We can find the electric field inside the paint layer by applying Gauss Law: the total flux of the electric field through a gaussian surface is equal to the charge contained within the surface divided by the vacuum permittivity, mathematically:

$\int EdS = \frac{q}{\epsilon_0}$

where

E is the electric field

dS is the element of surface

q is the charge within the gaussian surface

$\epsilon_0 = 8.85\cdot 10^{-12}F/m$ is the vacuum permittivity

Here we want to find the electric field just inside the paint layer, so we take a sphere of radius $r$ as Gaussian surface, where

R = 6.5 cm = 0.065 m is the radius of the plastic sphere (half the diameter)

By taking the sphere of radius r, we note that the net charge inside this sphere is zero, therefore

$q=0$

So we have

$\int E dS=0$

which means that the electric field inside the paint layer is zero.
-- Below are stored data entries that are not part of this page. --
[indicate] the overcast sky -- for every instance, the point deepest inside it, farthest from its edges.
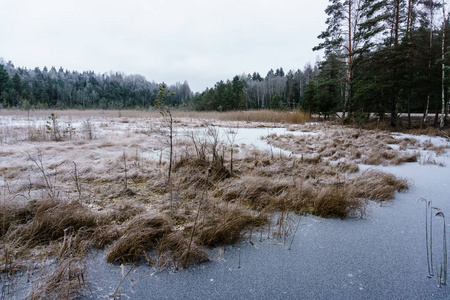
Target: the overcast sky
(201, 41)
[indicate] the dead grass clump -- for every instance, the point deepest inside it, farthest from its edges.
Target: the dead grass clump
(256, 190)
(173, 250)
(139, 235)
(413, 157)
(13, 214)
(335, 202)
(377, 185)
(51, 219)
(225, 224)
(347, 167)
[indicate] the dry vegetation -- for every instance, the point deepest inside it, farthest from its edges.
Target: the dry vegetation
(105, 187)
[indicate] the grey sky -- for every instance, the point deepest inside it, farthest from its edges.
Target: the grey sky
(198, 40)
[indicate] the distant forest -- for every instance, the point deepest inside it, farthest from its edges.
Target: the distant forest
(24, 88)
(388, 57)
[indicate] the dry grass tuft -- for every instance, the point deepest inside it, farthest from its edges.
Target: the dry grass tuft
(66, 281)
(335, 201)
(224, 225)
(173, 249)
(51, 219)
(377, 185)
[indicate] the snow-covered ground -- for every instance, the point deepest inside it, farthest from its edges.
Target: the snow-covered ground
(382, 256)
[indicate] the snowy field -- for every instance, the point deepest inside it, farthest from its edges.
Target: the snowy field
(376, 252)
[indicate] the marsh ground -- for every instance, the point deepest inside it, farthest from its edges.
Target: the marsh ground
(231, 180)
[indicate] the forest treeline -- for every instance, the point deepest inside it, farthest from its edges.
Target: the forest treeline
(388, 57)
(24, 88)
(383, 56)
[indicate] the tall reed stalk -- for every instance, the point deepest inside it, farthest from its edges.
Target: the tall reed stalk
(444, 247)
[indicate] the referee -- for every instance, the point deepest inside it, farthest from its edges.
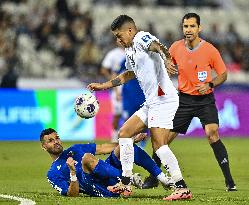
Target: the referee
(196, 60)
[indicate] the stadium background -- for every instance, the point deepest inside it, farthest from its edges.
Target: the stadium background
(51, 49)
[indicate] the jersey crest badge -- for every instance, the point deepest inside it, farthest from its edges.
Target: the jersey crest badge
(202, 76)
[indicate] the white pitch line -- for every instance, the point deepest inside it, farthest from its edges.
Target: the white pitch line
(22, 200)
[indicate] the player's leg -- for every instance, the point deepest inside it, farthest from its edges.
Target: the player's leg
(209, 119)
(131, 127)
(141, 158)
(117, 114)
(181, 122)
(160, 129)
(151, 181)
(99, 168)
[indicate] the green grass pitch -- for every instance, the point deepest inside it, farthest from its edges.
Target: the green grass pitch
(23, 167)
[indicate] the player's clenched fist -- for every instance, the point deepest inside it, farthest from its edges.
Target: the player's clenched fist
(71, 163)
(95, 86)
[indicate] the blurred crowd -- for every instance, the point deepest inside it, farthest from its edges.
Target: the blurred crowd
(59, 42)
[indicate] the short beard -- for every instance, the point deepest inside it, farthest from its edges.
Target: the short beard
(55, 152)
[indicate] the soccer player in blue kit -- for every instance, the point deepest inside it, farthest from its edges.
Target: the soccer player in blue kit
(77, 170)
(132, 95)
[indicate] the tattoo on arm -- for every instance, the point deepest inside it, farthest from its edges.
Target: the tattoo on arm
(164, 51)
(116, 82)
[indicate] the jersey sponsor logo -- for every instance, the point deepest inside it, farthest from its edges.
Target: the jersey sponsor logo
(202, 76)
(146, 38)
(132, 61)
(226, 121)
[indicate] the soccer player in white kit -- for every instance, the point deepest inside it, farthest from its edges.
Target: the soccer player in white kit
(146, 59)
(110, 68)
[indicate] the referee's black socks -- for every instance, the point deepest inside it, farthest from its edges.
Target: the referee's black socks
(221, 155)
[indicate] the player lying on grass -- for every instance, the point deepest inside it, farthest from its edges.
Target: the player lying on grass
(76, 169)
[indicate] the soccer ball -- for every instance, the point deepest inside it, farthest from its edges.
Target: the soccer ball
(86, 105)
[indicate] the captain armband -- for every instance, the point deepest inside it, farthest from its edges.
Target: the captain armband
(73, 178)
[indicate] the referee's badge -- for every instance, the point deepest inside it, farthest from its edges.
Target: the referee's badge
(202, 76)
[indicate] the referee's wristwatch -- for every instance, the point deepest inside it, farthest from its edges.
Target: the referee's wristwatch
(211, 85)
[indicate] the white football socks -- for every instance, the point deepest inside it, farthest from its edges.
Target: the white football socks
(169, 161)
(115, 136)
(126, 156)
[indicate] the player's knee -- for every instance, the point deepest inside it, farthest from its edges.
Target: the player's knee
(87, 158)
(212, 134)
(123, 133)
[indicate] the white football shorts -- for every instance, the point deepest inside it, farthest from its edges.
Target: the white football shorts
(117, 105)
(159, 115)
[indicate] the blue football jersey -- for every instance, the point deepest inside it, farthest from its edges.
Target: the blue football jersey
(59, 173)
(132, 95)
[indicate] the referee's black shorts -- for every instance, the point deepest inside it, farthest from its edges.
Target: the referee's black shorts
(190, 106)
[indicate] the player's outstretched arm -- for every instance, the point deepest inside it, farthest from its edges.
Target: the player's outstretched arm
(119, 80)
(73, 189)
(156, 46)
(105, 148)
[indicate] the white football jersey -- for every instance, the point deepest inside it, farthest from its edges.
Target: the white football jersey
(149, 69)
(113, 59)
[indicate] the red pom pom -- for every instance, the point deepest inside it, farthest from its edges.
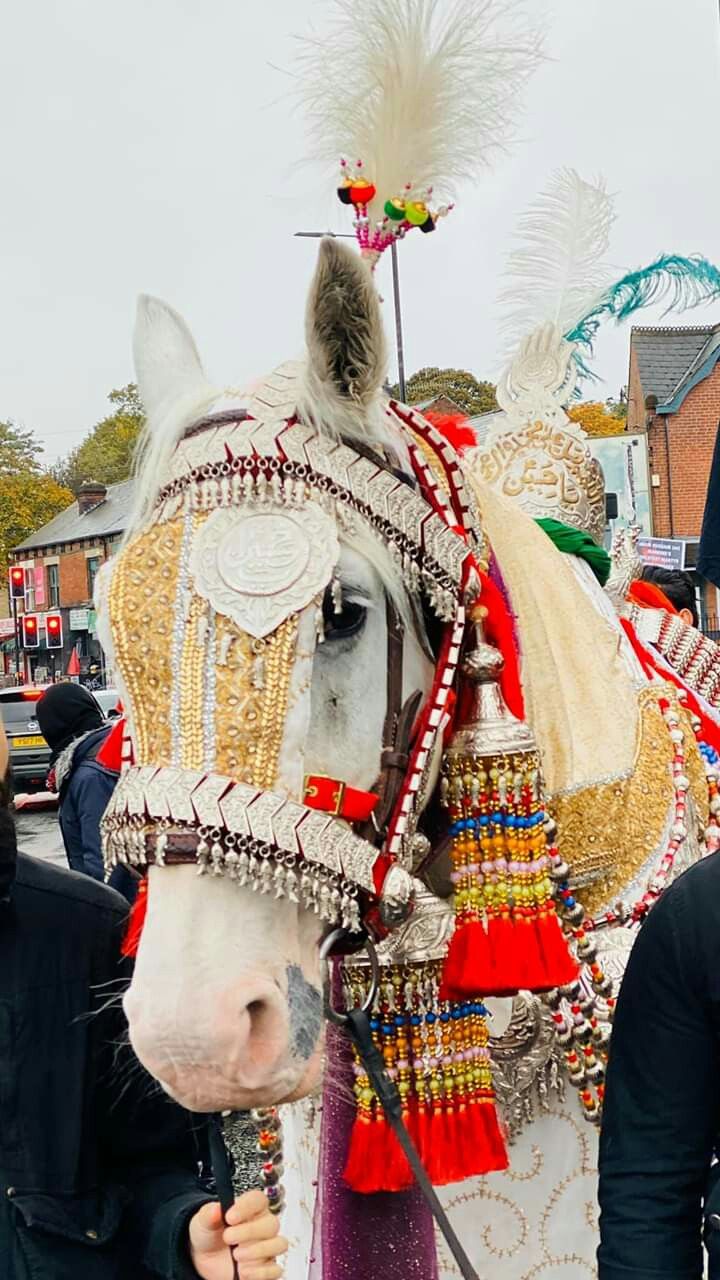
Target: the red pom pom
(137, 914)
(455, 428)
Now we want to find the electric field just outside the paint layer: therefore, we take a Gaussian sphere of radius

$r=R=0.065 m$

The area of the surface is

$A=4\pi R^2$

And since the electric field is perpendicular to the surface at any point, Gauss Law becomes

$E\cdot 4\pi R^2 = \frac{q}{\epsilon_0}$

The charge included within the sphere in this case is the charge on the paint layer, therefore

$q=-17.0\mu C=-17.0\cdot 10^{-6}C$

So, the electric field is:

$E=\frac{q}{4\pi \epsilon_0 R^2}=\frac{-17.0\cdot 10^{-6}}{4\pi(8.85\cdot 10^{-12})(0.065)^2}=-3.62\cdot 10^7 N/C$

where the negative sign means the direction of the field is inward, since the charge is negative.

Here we want to calculate the electric field 8.00 cm outside the surface of the paint layer.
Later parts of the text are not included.